Тедди смутно припоминал фотографию Лауры, которую он десятки раз видел в квартире Барбары; будучи такой знакомой, она скрылась в глубины памяти, словно мебель, которую регулярно протираешь, но не замечаешь. Он с трудом вспомнил высокую, белокурую, курносую девушку с волевым лицом, снятую перед студенческим общежитием. Судя по всему, фотография была сделана летом, так как на девушке были надеты красная блузка с короткими рукавами, белые шорты и грязные теннисные туфли. Ее изящные ноги на снимке казались чересчур мускулистыми. Но лучше всего Тедди запомнились глаза, которые задели его; когда он мимоходом обмолвился о них, Барбара сказала: «Когда Лаура смотрит на тебя, она отсекает весь окружающий мир и становится твоим миром». Цвет ее глаз приближался к берлинской лазури, такой темной, что даже на цветной фотографии они казались черными; при беглом взгляде казалось, что глаз не было совсем, одни лишь черные зияющие глазницы. От вида этого лица Тедди пронимала дрожь; когда Барбара переехала в новую квартиру, первым делом она поставила портрет на середину каминной полки, так что лицо сразу же бросалось в глаза вошедшему. Барбара изучала фотографию со всех мест в комнате и поправляла ее до тех пор, пока та не оказалась в самом центре; и Тедди обнаружил, что непрерывно слушал то, что ему казалось массой пустых рассказов о подвигах Лауры, которые интересовали его не больше, чем церковные гимны. Единственное, что он мог отчетливо вспомнить, было то, что Лаура приехала из какого-то городка или фермы в окрестностях Бирмингема, штат Алабама, и что она умерла перед самым выпуском.

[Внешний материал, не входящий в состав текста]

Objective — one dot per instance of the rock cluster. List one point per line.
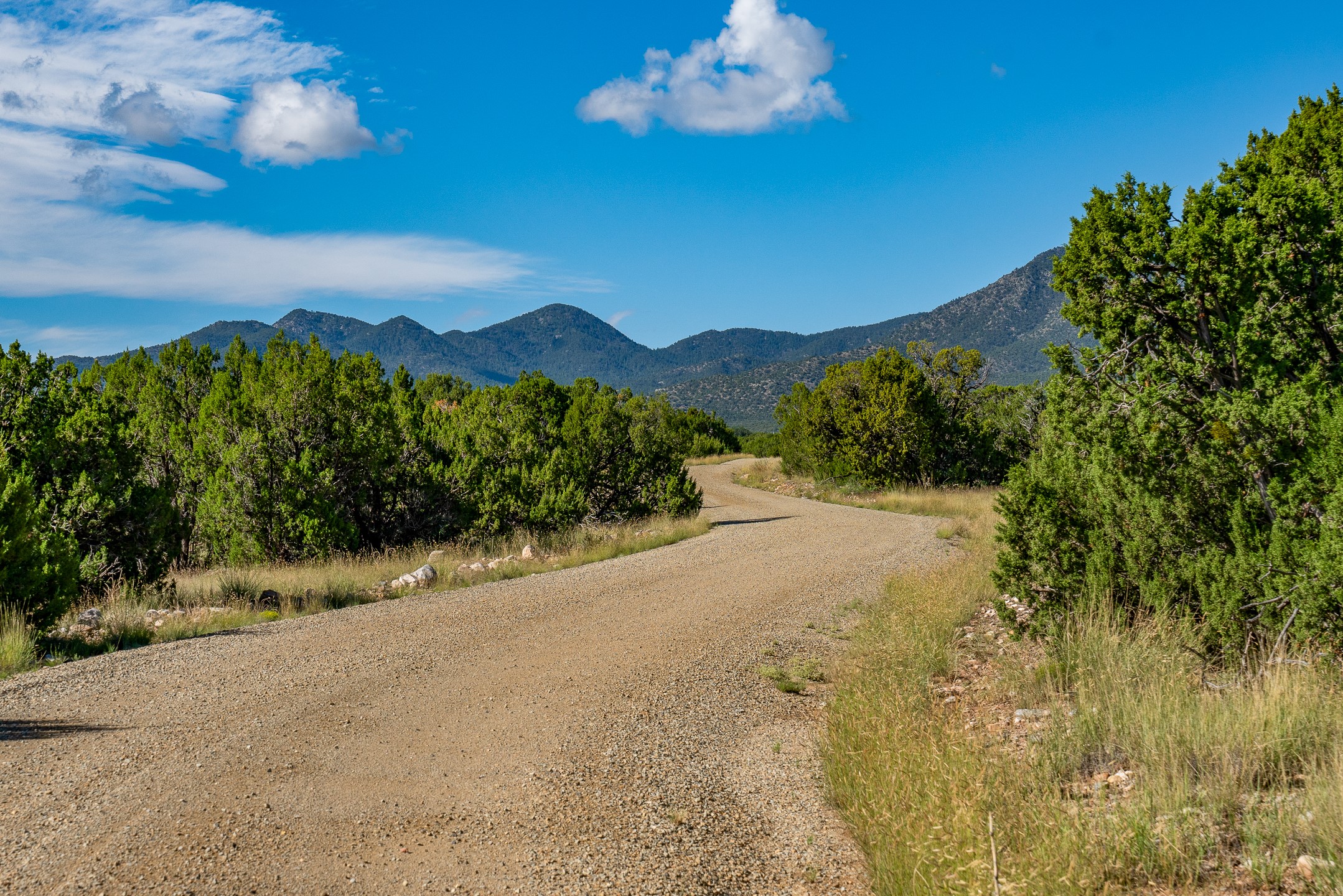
(482, 564)
(422, 578)
(1020, 609)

— Я всегда хорошо играла в шахматы, когда мне было шестнадцать, я победила в шахматном первенстве округа Фэрфилд, — с некоторой гордостью говорила Барбара Фреру. — Мой отец научил меня играть, когда мне было семь, эта игра всегда волновала и привлекала меня. Ведь в ней ты противопоставляешь свое воображение и умение воображению и умению противника, и нет никакой примеси удачи и случая. Тот, кто говорит, что для того, чтобы играть в шахматы, надо быть математиком, — чокнутый. — Она засмеялась. — Когда я ругаюсь, мне становится лучше. Так проще. Я думаю о чем-то, и вместо того чтобы закупоривать это в себе, я выговариваю все и чувствую себя как-то лучше. Это идет из моей души. Хотя Тедди это очень не нравится. Он застывает, а на его лице появляется выражение «сохраните нас святые. Что она сделает дальше?»